Texaco logo met de groene T
  • 1903 - The Texaco Company kiest een vijfhoekige rode ster als logo, geïnspireerd op de ster van Texas. A star is born...
  • 1909 - Manager John Romeo Miglietta plaatst een groene T in de rode ster: de kleurencombinatie van de vlag van zijn vaderland, Italië.
  • 1915 - Bij ieder tankstation hangt een logo dat bedrukt en vernist is aan beide kanten. De ster - met in het midden de T en door de bovenste en onderste punt 'Texaco Motor Oils' - wordt omringd door het opschrift 'Gasoline Filling Station'.
  • 1936 - De ster wordt in een cirkel geplaatst. Door de bovenste punt loopt de naam Texaco.
  • 1963 - De cirkel rond de ster wordt vervangen door een zeshoek, met daarin de naam Texaco.
  • 1981 - Het huidige logo wordt geboren: een rode cirkel met daarin een witte, vijfhoekige ster en een grote, rode T.

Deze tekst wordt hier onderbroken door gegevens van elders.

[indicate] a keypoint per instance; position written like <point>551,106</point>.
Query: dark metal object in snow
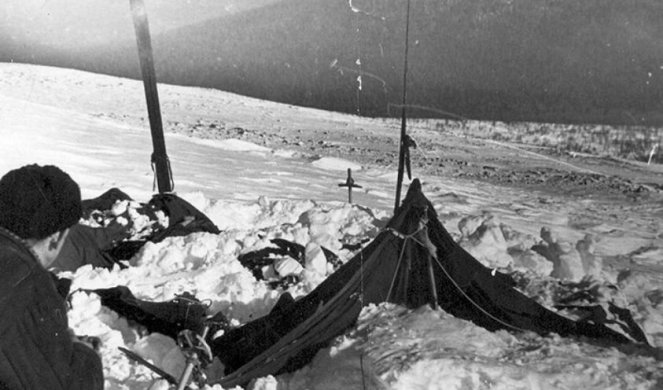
<point>139,359</point>
<point>160,162</point>
<point>350,183</point>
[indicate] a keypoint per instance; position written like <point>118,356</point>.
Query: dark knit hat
<point>36,201</point>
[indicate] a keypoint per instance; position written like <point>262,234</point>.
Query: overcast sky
<point>66,23</point>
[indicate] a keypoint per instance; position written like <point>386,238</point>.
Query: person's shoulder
<point>16,261</point>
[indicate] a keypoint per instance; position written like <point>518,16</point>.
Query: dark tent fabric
<point>108,245</point>
<point>413,262</point>
<point>168,318</point>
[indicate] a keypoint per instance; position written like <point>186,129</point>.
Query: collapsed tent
<point>413,262</point>
<point>111,242</point>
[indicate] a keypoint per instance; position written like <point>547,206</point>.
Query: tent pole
<point>160,162</point>
<point>402,144</point>
<point>433,286</point>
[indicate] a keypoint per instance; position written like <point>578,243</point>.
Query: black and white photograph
<point>331,194</point>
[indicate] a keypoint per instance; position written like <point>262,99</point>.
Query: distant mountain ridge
<point>592,61</point>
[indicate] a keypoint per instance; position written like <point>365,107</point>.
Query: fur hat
<point>37,201</point>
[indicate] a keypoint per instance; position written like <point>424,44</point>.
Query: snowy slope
<point>253,194</point>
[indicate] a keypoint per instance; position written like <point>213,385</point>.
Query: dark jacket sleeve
<point>36,348</point>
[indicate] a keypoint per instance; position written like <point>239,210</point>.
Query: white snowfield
<point>254,194</point>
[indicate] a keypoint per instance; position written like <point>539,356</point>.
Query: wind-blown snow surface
<point>254,194</point>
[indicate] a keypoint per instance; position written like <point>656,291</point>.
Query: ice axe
<point>350,183</point>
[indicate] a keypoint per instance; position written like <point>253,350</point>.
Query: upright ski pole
<point>403,144</point>
<point>160,162</point>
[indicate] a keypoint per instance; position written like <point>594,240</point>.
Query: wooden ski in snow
<point>160,162</point>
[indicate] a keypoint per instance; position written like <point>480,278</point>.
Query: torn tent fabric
<point>168,318</point>
<point>105,246</point>
<point>413,262</point>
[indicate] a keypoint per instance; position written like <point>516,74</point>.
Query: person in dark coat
<point>38,205</point>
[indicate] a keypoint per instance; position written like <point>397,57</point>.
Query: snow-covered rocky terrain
<point>261,170</point>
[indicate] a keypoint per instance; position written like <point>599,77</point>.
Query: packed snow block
<point>412,262</point>
<point>592,264</point>
<point>531,261</point>
<point>567,263</point>
<point>483,239</point>
<point>288,258</point>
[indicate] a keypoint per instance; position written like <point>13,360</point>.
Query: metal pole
<point>160,161</point>
<point>402,144</point>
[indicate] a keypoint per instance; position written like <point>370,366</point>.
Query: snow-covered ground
<point>254,193</point>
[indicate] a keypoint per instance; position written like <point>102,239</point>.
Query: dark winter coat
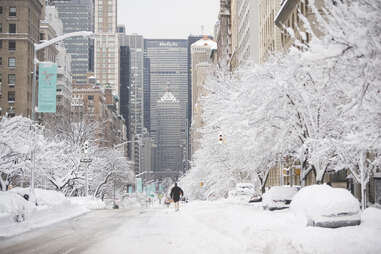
<point>176,192</point>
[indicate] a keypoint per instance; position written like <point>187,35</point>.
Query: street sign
<point>139,185</point>
<point>47,88</point>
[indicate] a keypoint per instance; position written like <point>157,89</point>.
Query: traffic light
<point>220,138</point>
<point>85,147</point>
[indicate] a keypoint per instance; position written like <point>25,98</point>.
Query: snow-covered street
<point>199,227</point>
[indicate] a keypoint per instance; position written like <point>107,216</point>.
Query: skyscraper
<point>19,30</point>
<point>147,96</point>
<point>77,15</point>
<point>169,135</point>
<point>168,70</point>
<point>135,43</point>
<point>106,48</point>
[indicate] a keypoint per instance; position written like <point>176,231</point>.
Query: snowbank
<point>279,197</point>
<point>44,197</point>
<point>88,202</point>
<point>322,203</point>
<point>18,215</point>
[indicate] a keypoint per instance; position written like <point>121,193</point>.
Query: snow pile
<point>12,203</point>
<point>316,200</point>
<point>88,202</point>
<point>18,215</point>
<point>278,193</point>
<point>44,197</point>
<point>322,205</point>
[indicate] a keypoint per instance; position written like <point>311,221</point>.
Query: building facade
<point>77,15</point>
<point>288,17</point>
<point>169,135</point>
<point>19,30</point>
<point>106,48</point>
<point>135,43</point>
<point>201,67</point>
<point>168,69</point>
<point>93,104</point>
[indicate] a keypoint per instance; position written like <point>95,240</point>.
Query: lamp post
<point>37,47</point>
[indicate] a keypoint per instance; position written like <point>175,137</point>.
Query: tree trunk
<point>362,179</point>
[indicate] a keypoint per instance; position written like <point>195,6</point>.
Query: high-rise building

Rond 1996 kwam het bedrijf meermaals in de media met betrekking tot racisme. Zo zou er discriminatie geweest zijn onder werknemers op basis van huidskleur. Twee zwarte werknemers spanden een rechtszaak aan tegen het bedrijf die twee en een half jaar zou duren. In een opgenomen vergadering van de directie van het bedrijf over deze rechtszaak zouden directieleden termen gebruikt hebben als "nigger" ("neger") en "black jelly beans" ("zwarte gomballen"), verwijzend naar Afro-Amerikanen.[15][16] Uiteindelijk kwamen de partijen tot een schikking; Texaco zou minderheden een structurele loonsverhoging geven van 10% en $115 miljoen schadevergoeding betalen.[17]